If you haven't already, you must run the following command before
using this:
┌────
│ gcloud beta services identity create --service=aiplatform.googleapis.com --project=PROJECT_ID
└────
[list of Vertex's model names.]
<https://cloud.google.com/vertex-ai/docs/generative-ai/chat/chat-prompts#supported_model>
[list of Vertex's embedding model names.]
<https://cloud.google.com/vertex-ai/docs/generative-ai/embeddings/get-text-embeddings#supported_models>
2.7 Claude
──────────
[Claude] is Anthropic's large language model. It does not support
embeddings. You can set it up with the following parameters:
`:key': The API key you get from [Claude's settings page]. This is
required. `:chat-model': One of the [Claude models]. Defaults to
"claude-3-opus-20240229", the most powerful model.
[Claude] <https://docs.anthropic.com/claude/docs/intro-to-claude>
[Claude's settings page] <https://console.anthropic.com/settings/keys>
[Claude models] <https://docs.anthropic.com/claude/docs/models-overview>
2.8 Ollama
──────────
[Ollama] is a way to run large language models locally. There are
[many different models] you can use with it, and some of them [support
tool use]. You set it up with the following parameters:
• `:scheme': The scheme (http/https) for the connection to ollama.
This default to "http".
• `:host': The host that ollama is run on. This is optional and will
default to localhost.
• `:port': The port that ollama is run on. This is optional and will
default to the default ollama port.
• `:chat-model': The model name to use for chat. This is not optional
for chat use, since there is no default.
• `:embedding-model': The model name to use for embeddings. Only
[some models] can be used for embeddings. This is not optional for
embedding use, since there is no default.
[Ollama] <https://ollama.ai/>
[many different models] <https://ollama.ai/library>
[support tool use] <https://ollama.com/search?c=tools>
[some models] <https://ollama.com/search?q=&c=embedding>
2.9 Deepseek
────────────
[Deepseek] is a company offers both reasoning and chat high-quality
models. This provider connects to their server. It is also possible
to run their model locally as a free model via Ollama. To use the
service, you can set it up with the following parameters:
`:key': The API Key you get from DeepSeek [API key page]. This is
required. `:chat-model': One of the models from their [model list.]

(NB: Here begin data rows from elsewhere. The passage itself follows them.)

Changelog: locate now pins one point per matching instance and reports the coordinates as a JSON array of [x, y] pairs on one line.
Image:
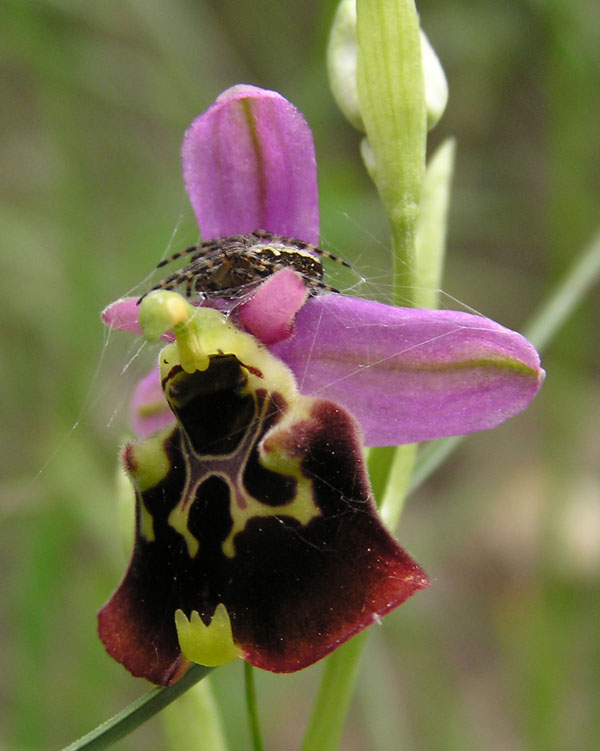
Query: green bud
[[342, 52]]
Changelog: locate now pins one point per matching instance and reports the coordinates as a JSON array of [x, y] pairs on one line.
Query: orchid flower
[[257, 535]]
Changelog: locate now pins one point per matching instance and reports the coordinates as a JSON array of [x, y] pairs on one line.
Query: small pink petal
[[123, 315], [269, 314], [249, 163]]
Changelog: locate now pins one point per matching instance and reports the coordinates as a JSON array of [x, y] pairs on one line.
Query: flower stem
[[137, 713], [252, 707], [333, 699]]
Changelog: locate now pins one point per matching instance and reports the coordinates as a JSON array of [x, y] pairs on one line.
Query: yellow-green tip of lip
[[210, 645]]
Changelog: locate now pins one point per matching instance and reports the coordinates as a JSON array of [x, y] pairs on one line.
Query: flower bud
[[341, 64]]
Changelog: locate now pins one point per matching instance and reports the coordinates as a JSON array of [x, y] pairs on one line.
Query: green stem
[[252, 707], [137, 713], [333, 699]]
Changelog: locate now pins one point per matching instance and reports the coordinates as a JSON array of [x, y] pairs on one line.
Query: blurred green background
[[503, 651]]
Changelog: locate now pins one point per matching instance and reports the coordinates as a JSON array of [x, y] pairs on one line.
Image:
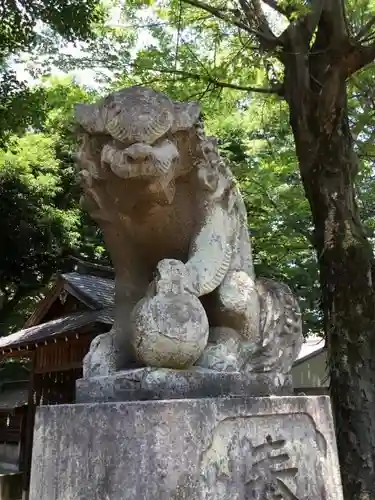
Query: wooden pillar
[[28, 431]]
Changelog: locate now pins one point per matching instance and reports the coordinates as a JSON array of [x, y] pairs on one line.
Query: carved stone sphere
[[169, 331]]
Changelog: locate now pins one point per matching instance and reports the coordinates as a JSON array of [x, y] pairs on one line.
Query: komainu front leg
[[112, 351]]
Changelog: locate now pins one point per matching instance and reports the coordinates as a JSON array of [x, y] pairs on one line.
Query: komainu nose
[[138, 152]]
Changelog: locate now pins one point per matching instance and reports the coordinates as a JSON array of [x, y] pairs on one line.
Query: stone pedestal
[[144, 384], [197, 449]]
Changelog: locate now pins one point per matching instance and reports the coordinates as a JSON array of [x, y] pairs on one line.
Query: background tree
[[304, 53], [41, 222], [32, 25]]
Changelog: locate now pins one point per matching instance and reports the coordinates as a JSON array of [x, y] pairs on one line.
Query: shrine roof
[[96, 290], [13, 395], [52, 329]]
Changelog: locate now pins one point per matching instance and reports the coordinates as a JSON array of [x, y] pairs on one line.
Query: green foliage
[[40, 217]]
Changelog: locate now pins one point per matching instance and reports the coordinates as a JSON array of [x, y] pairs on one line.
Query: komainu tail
[[281, 336]]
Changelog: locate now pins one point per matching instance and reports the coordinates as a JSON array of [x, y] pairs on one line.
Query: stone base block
[[160, 383], [197, 449]]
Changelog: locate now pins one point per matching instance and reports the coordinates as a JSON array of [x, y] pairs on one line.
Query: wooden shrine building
[[54, 341]]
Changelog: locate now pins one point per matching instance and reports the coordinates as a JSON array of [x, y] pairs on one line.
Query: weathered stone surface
[[176, 227], [202, 449], [159, 383]]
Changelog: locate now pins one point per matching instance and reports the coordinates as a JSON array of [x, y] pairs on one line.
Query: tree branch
[[305, 25], [357, 58], [360, 37], [217, 83], [254, 14], [230, 20], [284, 11]]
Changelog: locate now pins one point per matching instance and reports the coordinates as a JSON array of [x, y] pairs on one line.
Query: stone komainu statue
[[175, 225]]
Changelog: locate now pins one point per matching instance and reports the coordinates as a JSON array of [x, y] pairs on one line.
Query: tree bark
[[328, 166]]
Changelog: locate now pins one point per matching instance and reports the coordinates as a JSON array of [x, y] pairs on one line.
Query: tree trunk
[[328, 166]]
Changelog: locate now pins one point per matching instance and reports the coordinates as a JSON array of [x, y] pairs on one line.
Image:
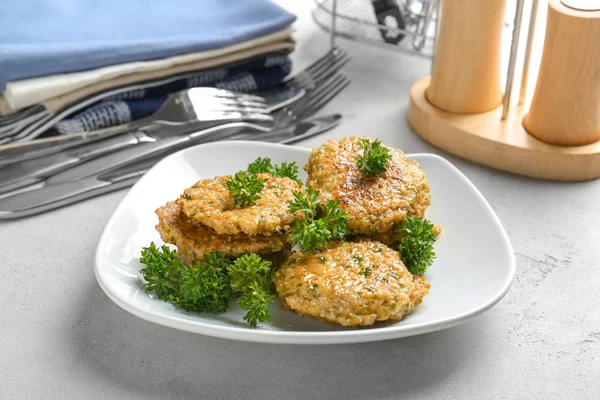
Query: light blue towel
[[44, 37]]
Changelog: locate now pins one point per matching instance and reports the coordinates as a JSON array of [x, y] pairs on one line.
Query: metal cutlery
[[204, 106], [320, 70], [54, 196], [16, 175], [308, 106]]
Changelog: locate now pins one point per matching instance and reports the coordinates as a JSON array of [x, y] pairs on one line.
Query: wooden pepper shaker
[[565, 109]]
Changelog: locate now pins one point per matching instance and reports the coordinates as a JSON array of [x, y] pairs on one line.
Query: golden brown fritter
[[209, 202], [351, 283], [373, 204], [194, 240]]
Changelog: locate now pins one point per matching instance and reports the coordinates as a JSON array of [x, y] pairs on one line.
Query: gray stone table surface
[[62, 338]]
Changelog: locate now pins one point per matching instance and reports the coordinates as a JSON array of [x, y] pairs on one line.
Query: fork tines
[[320, 70]]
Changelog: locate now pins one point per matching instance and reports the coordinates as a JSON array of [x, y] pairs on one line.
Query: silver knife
[[52, 196], [131, 155]]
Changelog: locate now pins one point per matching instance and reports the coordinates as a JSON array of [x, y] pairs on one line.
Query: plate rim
[[302, 337]]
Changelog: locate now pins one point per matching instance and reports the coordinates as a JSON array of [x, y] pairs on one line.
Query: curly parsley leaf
[[245, 188], [260, 165], [209, 285], [416, 244], [250, 276], [306, 202], [289, 170], [199, 287], [256, 301], [322, 223], [374, 159], [283, 170], [310, 235], [335, 218]]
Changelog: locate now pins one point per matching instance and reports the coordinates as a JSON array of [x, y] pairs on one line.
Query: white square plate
[[474, 268]]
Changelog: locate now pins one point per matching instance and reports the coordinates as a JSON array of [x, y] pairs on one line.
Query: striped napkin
[[252, 75]]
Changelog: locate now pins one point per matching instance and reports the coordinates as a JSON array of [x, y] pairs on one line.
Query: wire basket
[[358, 20]]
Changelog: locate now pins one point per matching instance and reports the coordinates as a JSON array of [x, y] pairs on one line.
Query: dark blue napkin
[[249, 76], [45, 37]]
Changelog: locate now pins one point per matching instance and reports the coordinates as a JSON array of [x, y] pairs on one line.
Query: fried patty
[[373, 204], [209, 202], [351, 283], [194, 240]]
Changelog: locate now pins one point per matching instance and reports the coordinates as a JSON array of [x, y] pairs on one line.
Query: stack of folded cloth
[[122, 59]]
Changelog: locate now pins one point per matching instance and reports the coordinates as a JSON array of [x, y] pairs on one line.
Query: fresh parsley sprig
[[374, 159], [209, 285], [416, 244], [322, 223], [250, 277], [285, 169], [260, 165], [201, 287], [245, 188]]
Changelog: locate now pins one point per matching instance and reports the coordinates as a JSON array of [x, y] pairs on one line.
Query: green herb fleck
[[245, 188], [260, 165], [285, 169]]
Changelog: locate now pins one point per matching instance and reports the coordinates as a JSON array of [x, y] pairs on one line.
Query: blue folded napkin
[[249, 76], [44, 37]]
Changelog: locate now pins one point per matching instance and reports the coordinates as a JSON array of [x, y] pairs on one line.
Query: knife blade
[[55, 195], [131, 155]]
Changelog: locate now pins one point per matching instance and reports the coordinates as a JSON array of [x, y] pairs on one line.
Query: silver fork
[[321, 69], [207, 107], [56, 194], [308, 106]]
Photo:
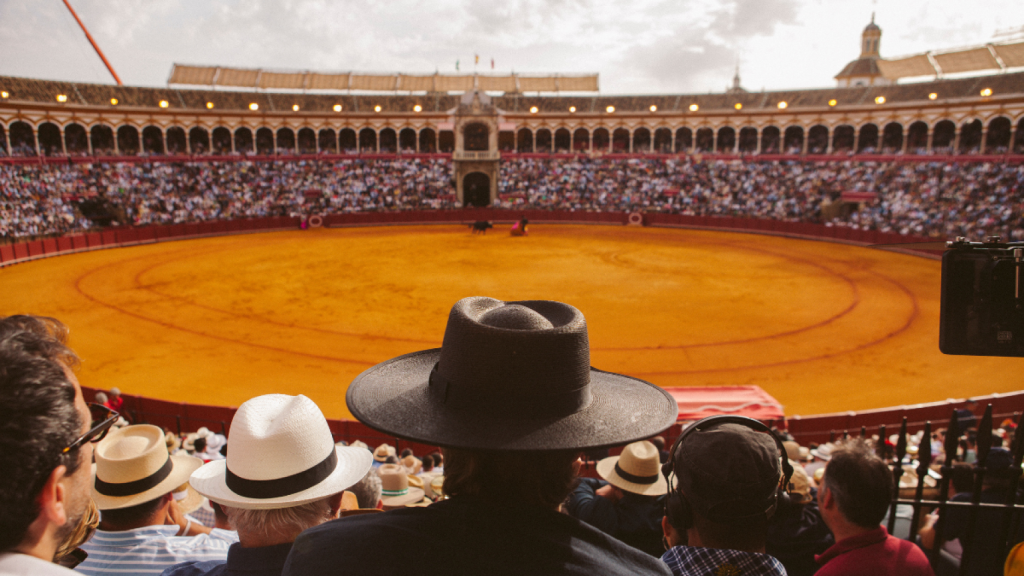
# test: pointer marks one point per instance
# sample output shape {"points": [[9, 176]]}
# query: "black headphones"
{"points": [[678, 509]]}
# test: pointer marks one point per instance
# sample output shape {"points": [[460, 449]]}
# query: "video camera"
{"points": [[981, 312]]}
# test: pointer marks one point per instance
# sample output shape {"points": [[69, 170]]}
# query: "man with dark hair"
{"points": [[986, 549], [855, 494], [46, 439], [725, 484], [511, 398]]}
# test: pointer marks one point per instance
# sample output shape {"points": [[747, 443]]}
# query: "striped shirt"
{"points": [[151, 549], [692, 561]]}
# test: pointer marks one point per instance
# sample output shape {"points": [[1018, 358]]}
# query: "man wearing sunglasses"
{"points": [[45, 453]]}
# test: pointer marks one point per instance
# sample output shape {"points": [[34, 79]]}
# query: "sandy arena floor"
{"points": [[823, 327]]}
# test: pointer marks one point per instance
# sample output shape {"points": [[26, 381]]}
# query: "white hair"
{"points": [[280, 521]]}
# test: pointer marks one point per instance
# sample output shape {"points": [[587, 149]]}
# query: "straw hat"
{"points": [[394, 486], [800, 485], [282, 455], [823, 452], [637, 469], [173, 442], [437, 486], [509, 376], [133, 466], [382, 452]]}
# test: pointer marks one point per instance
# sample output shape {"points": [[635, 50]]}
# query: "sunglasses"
{"points": [[100, 414]]}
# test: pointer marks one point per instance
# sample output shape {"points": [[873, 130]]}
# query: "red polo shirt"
{"points": [[875, 552]]}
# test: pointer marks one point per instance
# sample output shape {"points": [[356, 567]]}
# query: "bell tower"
{"points": [[476, 155]]}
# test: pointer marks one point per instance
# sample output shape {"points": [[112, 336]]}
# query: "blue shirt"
{"points": [[151, 549], [691, 561], [262, 561]]}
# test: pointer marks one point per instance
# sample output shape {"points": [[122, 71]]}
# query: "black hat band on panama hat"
{"points": [[529, 357]]}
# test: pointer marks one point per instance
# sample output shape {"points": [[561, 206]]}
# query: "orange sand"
{"points": [[822, 327]]}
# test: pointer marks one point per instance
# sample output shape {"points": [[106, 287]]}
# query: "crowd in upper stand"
{"points": [[938, 199]]}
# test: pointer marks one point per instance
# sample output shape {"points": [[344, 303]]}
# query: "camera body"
{"points": [[981, 302]]}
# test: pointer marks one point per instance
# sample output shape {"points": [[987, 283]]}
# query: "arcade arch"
{"points": [[176, 140], [199, 140]]}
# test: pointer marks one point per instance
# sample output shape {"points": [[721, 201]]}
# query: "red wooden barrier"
{"points": [[20, 251]]}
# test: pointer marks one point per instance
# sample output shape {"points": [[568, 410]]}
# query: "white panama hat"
{"points": [[637, 469], [282, 455]]}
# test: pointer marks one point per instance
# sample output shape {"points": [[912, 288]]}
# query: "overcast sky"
{"points": [[637, 46]]}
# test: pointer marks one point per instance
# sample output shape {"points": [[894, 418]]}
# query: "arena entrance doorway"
{"points": [[476, 190]]}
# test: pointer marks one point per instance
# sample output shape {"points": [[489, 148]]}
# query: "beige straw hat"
{"points": [[133, 466], [383, 451], [637, 469], [282, 455], [394, 486]]}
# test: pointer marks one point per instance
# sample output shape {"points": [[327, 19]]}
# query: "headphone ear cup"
{"points": [[678, 511]]}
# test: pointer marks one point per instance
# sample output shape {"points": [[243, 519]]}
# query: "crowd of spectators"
{"points": [[279, 495], [937, 199]]}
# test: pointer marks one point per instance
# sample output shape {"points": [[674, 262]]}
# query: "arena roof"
{"points": [[185, 75], [987, 57]]}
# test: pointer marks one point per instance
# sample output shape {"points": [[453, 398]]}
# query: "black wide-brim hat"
{"points": [[509, 376]]}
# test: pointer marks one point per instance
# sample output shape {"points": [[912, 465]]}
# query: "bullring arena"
{"points": [[821, 326]]}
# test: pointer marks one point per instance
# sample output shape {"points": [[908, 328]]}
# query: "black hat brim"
{"points": [[393, 398]]}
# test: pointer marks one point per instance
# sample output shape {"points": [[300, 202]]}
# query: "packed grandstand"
{"points": [[937, 159], [938, 199]]}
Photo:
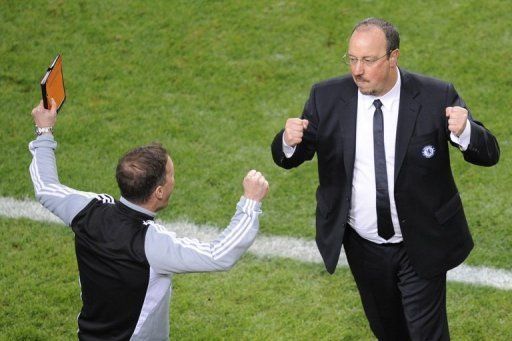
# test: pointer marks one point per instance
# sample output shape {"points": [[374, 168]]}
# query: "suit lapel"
{"points": [[407, 113], [346, 108]]}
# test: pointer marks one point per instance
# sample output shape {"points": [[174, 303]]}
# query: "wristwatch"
{"points": [[41, 131]]}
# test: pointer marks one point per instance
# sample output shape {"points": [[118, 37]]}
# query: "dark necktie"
{"points": [[384, 223]]}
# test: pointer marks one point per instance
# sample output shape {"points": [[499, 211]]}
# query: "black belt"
{"points": [[363, 240]]}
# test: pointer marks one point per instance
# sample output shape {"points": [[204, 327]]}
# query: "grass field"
{"points": [[214, 81]]}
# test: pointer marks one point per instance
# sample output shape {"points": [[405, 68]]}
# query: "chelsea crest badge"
{"points": [[428, 151]]}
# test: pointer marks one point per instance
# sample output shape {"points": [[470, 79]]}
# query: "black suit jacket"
{"points": [[432, 220]]}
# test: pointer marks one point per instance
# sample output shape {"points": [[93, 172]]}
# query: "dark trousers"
{"points": [[398, 304]]}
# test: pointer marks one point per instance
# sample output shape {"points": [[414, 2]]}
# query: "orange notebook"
{"points": [[52, 84]]}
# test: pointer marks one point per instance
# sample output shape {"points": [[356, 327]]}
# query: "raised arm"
{"points": [[168, 254], [61, 200]]}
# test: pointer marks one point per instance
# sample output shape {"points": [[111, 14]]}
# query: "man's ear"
{"points": [[159, 192], [394, 57]]}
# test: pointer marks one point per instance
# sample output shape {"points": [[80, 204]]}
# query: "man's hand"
{"points": [[294, 130], [457, 118], [44, 118], [255, 186]]}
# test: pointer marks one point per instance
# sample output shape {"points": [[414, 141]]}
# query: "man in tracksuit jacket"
{"points": [[125, 259]]}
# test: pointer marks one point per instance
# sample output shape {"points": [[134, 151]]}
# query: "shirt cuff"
{"points": [[287, 150], [464, 138]]}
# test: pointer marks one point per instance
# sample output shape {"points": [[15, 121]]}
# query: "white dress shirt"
{"points": [[363, 210]]}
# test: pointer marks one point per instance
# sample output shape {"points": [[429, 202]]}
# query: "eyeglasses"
{"points": [[367, 61]]}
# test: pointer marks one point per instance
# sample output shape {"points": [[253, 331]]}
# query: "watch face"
{"points": [[40, 131]]}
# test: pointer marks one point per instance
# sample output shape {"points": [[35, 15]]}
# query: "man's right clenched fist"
{"points": [[294, 130], [255, 186]]}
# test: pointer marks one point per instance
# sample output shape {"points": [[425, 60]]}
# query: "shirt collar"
{"points": [[137, 207], [387, 99]]}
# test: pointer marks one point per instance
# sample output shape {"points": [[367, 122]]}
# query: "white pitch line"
{"points": [[267, 246]]}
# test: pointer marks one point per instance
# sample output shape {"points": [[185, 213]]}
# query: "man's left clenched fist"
{"points": [[457, 118]]}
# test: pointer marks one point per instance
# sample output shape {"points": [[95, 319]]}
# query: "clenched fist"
{"points": [[255, 186], [457, 118], [44, 118], [294, 130]]}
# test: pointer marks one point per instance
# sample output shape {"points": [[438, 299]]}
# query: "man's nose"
{"points": [[358, 68]]}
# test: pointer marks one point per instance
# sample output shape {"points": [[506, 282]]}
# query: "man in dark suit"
{"points": [[386, 191]]}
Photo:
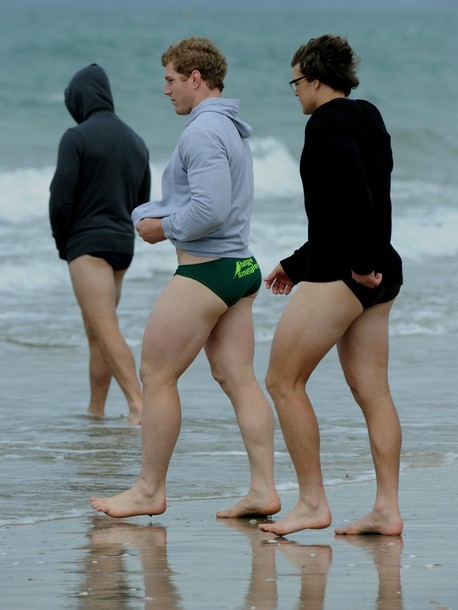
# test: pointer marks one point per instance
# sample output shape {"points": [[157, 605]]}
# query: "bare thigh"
{"points": [[230, 346], [363, 351], [316, 317], [179, 326], [96, 286]]}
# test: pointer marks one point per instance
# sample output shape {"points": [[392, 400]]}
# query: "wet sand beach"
{"points": [[187, 559]]}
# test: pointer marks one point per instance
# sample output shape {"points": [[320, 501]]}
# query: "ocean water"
{"points": [[53, 457]]}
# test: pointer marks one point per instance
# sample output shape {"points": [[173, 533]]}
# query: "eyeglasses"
{"points": [[293, 83]]}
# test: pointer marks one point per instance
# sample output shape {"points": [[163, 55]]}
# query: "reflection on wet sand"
{"points": [[111, 575], [312, 561], [386, 553], [128, 564]]}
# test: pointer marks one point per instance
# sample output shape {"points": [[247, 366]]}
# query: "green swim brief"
{"points": [[229, 278]]}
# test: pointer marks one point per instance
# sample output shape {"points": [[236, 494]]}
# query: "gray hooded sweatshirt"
{"points": [[207, 187]]}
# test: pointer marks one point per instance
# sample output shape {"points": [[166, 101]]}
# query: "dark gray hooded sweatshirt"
{"points": [[102, 173]]}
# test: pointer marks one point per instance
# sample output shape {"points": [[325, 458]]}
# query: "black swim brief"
{"points": [[368, 297], [117, 260]]}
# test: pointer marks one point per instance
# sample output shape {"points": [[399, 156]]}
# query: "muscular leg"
{"points": [[310, 326], [99, 377], [178, 328], [97, 289], [363, 352], [230, 352]]}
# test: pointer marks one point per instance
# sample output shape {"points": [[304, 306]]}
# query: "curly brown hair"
{"points": [[198, 54], [329, 59]]}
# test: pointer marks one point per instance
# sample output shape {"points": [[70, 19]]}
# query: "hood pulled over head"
{"points": [[89, 90]]}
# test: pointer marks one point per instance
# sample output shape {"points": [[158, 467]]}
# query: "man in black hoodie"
{"points": [[102, 174], [347, 276]]}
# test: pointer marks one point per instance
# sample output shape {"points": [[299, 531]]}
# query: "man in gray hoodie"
{"points": [[102, 173], [207, 197]]}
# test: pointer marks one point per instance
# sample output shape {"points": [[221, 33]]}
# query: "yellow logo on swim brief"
{"points": [[245, 267]]}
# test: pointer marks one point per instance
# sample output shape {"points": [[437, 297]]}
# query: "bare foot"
{"points": [[253, 504], [135, 501], [375, 522], [96, 411], [135, 416], [301, 517]]}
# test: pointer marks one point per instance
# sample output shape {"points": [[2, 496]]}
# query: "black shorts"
{"points": [[368, 297], [118, 260]]}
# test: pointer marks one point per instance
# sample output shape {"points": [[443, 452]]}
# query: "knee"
{"points": [[222, 376], [275, 385]]}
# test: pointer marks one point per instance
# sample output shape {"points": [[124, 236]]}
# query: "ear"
{"points": [[196, 78]]}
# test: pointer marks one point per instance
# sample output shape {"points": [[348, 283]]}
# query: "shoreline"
{"points": [[187, 559]]}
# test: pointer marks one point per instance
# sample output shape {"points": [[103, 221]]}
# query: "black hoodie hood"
{"points": [[89, 90]]}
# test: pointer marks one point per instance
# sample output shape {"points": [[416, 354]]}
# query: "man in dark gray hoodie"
{"points": [[102, 174]]}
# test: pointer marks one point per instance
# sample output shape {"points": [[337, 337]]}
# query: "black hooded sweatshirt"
{"points": [[102, 173], [346, 167]]}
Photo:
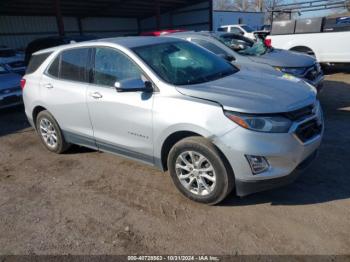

[Deepseek] <https://deepseek.com>
[API key page] <https://platform.deepseek.com/api_keys>
[model list.] <https://api-docs.deepseek.com/quick_start/pricing>
2.10 GPT4All
────────────
[GPT4All] is a way to run large language models locally. To use it
with `llm' package, you must click "Enable API Server" in the
settings. It does not offer embeddings or streaming functionality,
though, so Ollama might be a better fit for users who are not already
set up with local models. You can set it up with the following
parameters:
• `:host': The host that GPT4All is run on. This is optional and will
default to localhost.
• `:port': The port that GPT4All is run on. This is optional and will
default to the default ollama port.
• `:chat-model': The model name to use for chat. This is not optional
for chat use, since there is no default.
[GPT4All] <https://gpt4all.io/index.html>
2.11 llama.cpp
──────────────
[llama.cpp] is a way to run large language models locally. To use it
with the `llm' package, you need to start the server (with the
"–embedding" flag if you plan on using embeddings). The server must
be started with a model, so it is not possible to switch models until
the server is restarted to use the new model. As such, model is not a
parameter to the provider, since the model choice is already set once
the server starts.
There is a deprecated provider, however it is no longer needed.
Instead, llama cpp is Open AI compatible, so the Open AI Compatible
provider should work.
[llama.cpp] <https://github.com/ggerganov/llama.cpp>
2.12 Fake
─────────
This is a client that makes no call, but it just there for testing and
debugging. Mostly this is of use to programmatic clients of the llm
package, but end users can also use it to understand what will be sent
to the LLMs. It has the following parameters:
• `:output-to-buffer': if non-nil, the buffer or buffer name to append
the request sent to the LLM to.
• `:chat-action-func': a function that will be called to provide a
string or symbol and message cons which are used to raise an error.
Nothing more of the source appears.